Desember 2003 merupakan akhir dari kontrak pemerintah Indonesia dengan IMF. Hamzah Haz selaku Wakil Presiden RI, memberikan pernyataan resmi pertama pada awal Mei 2003 mengenai keputusan pemerintah untuk tidak memperpanjang program dengan IMF pasca Desember 2003. Keputusan ini diambil berdasarkan TAP MPR No. VI/2002, sehingga jika pemerintah akan melanjutkan program tersebut harus melalui persetujuan MPR. Isi dari TAP MPR itu mencerminkan permintaan MPR untuk tidak melanjutkan kerja sama dengan IMF yang diikat dengan program dalam bentuk LoI karena dianggap kerja sama semacam ini mengurangi kebebasan Indonesia dalam mengurus dirinya sendiri.

Dengan berakhirnya program Fasilitas Dana Perpanjangan pada Desember 2003, Penasehat Senior IMF untuk Asia Pasifik, Daniel Citrin menyatakan bahwa total kewajiban pemerintah Indonesia kepada IMF mencapai US$ 9,7 milyar, yang dapat dicicil bertahap sampai dengan tahun 2010.

Menanggapi keinginan Indonesia untuk mengakhiri kerjasama, IMF melalui Citrin, mengajukan tiga pilihan.
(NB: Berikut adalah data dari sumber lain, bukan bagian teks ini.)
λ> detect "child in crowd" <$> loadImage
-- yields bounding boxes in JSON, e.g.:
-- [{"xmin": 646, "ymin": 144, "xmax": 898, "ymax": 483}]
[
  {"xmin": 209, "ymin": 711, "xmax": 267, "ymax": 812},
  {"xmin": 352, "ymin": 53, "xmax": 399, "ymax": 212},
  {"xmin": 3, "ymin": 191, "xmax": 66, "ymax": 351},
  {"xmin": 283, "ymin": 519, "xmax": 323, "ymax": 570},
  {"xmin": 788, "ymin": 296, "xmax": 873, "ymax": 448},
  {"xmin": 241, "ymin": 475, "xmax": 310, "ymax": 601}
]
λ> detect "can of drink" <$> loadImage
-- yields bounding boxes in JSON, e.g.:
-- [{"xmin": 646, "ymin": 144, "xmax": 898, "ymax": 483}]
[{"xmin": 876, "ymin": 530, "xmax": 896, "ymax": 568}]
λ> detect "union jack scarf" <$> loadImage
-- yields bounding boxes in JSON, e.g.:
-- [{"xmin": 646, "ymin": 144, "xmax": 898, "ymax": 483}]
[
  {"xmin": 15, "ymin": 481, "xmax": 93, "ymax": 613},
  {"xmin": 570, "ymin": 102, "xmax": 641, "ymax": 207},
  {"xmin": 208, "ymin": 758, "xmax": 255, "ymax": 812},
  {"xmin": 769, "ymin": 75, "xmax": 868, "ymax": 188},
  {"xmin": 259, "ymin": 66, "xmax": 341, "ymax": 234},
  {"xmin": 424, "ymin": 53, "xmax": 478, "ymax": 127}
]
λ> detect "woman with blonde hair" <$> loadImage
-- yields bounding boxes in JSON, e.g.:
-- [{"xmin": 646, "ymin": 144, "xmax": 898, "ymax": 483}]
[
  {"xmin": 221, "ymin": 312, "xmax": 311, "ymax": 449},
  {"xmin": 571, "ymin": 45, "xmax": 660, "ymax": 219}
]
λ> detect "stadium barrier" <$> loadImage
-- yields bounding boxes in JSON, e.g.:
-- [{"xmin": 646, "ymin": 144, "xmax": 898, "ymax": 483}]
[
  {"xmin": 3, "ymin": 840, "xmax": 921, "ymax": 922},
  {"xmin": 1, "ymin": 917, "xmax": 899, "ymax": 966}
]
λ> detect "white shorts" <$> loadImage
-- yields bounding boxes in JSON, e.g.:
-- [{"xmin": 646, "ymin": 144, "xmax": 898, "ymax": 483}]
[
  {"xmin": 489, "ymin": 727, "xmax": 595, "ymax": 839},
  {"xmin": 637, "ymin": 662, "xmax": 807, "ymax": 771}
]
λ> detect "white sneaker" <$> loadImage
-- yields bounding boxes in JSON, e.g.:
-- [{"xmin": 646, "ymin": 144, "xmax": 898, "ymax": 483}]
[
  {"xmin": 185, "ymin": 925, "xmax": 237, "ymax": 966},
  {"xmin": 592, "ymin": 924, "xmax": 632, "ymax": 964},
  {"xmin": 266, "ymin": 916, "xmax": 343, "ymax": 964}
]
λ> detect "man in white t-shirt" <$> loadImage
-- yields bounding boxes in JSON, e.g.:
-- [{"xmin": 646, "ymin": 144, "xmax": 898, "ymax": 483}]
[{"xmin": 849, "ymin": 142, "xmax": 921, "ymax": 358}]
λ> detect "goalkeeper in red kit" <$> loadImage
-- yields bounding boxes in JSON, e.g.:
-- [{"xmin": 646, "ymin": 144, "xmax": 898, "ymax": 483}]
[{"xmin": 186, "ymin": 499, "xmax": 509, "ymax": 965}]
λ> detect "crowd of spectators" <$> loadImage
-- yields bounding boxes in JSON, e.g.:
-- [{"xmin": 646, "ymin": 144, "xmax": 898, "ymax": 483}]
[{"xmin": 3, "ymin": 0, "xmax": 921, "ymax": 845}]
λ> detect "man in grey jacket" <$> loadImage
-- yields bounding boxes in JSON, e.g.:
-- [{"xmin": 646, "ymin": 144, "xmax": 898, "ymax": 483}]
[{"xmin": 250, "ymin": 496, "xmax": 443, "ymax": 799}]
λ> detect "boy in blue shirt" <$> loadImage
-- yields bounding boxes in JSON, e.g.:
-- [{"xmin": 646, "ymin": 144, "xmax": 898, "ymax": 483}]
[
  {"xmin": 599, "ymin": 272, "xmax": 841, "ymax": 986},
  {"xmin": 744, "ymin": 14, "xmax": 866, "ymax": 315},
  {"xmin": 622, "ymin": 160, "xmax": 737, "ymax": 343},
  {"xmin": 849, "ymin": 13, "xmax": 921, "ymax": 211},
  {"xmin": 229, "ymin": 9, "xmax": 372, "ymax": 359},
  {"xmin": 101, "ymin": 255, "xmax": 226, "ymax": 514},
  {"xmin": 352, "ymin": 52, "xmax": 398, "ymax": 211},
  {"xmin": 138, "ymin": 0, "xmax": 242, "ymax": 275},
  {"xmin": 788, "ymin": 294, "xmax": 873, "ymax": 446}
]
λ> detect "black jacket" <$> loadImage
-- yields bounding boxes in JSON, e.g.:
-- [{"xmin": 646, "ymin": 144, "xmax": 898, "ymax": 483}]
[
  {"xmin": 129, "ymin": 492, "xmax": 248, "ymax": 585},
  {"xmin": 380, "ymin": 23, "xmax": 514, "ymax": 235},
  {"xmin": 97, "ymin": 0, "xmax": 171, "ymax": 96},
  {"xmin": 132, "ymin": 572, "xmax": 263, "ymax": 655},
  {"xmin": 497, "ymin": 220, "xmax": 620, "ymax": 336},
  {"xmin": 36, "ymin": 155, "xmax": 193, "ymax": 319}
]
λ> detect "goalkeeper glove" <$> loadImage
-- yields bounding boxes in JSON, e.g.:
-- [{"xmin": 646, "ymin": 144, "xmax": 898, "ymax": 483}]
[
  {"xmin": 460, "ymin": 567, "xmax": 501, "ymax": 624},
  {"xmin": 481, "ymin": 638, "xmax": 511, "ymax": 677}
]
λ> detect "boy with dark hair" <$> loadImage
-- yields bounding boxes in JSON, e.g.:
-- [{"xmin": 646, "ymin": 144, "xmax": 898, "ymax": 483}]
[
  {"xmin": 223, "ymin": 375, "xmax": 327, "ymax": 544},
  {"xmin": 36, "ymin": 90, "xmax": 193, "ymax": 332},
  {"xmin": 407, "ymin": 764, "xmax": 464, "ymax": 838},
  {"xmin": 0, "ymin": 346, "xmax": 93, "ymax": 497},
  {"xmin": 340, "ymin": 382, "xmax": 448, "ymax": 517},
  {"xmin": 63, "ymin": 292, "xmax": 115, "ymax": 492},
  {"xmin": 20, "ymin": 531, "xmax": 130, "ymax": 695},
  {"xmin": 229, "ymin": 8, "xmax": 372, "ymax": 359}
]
Pilihan pertama, membuat kontrak baru dengan sistem yang sama seperti yang selama ini dijalankan (stand-by loan). Kedua, disebutkannya sebagai Precautionary Stand-By Loan dan pilihan ketiga yang ditawarkan berupa Monitoring Pasca Program (Post Program Monitoring/PPM).

Pilihan pertama dan kedua mengharuskan Indonesia untuk tetap mengikatkan diri dalam bentuk LoI seperti sekarang ini. Sementara pilihan ketiga tidak didasarkan atas LoI. Perbedaan antara skema pilihan pertama dan kedua, terletak pada jangka waktu kontrak dan jangka waktu pembayaran. Pada pilihan pertama, jangka waktu kontrak dan pembayaran lebih panjang dibandingkan dengan Precautionary Stand-By Loan yang dapat disamakan dengan pinjaman darurat, yang hanya kita gunakan jika benar-benar diperlukan. Digunakannya kata 'precautionary' untuk menunjukkan bahwa Pemerintah harus menjalankan kebijakan ekonomi yang betul-betul sehat, yang merupakan pertahanan lini pertama (first line defense). Sementara pada pilihan ketiga, Indonesia mengakhiri masa dengan disertai program monitoring empat kali setahun tetapi tanpa pencairan pinjaman.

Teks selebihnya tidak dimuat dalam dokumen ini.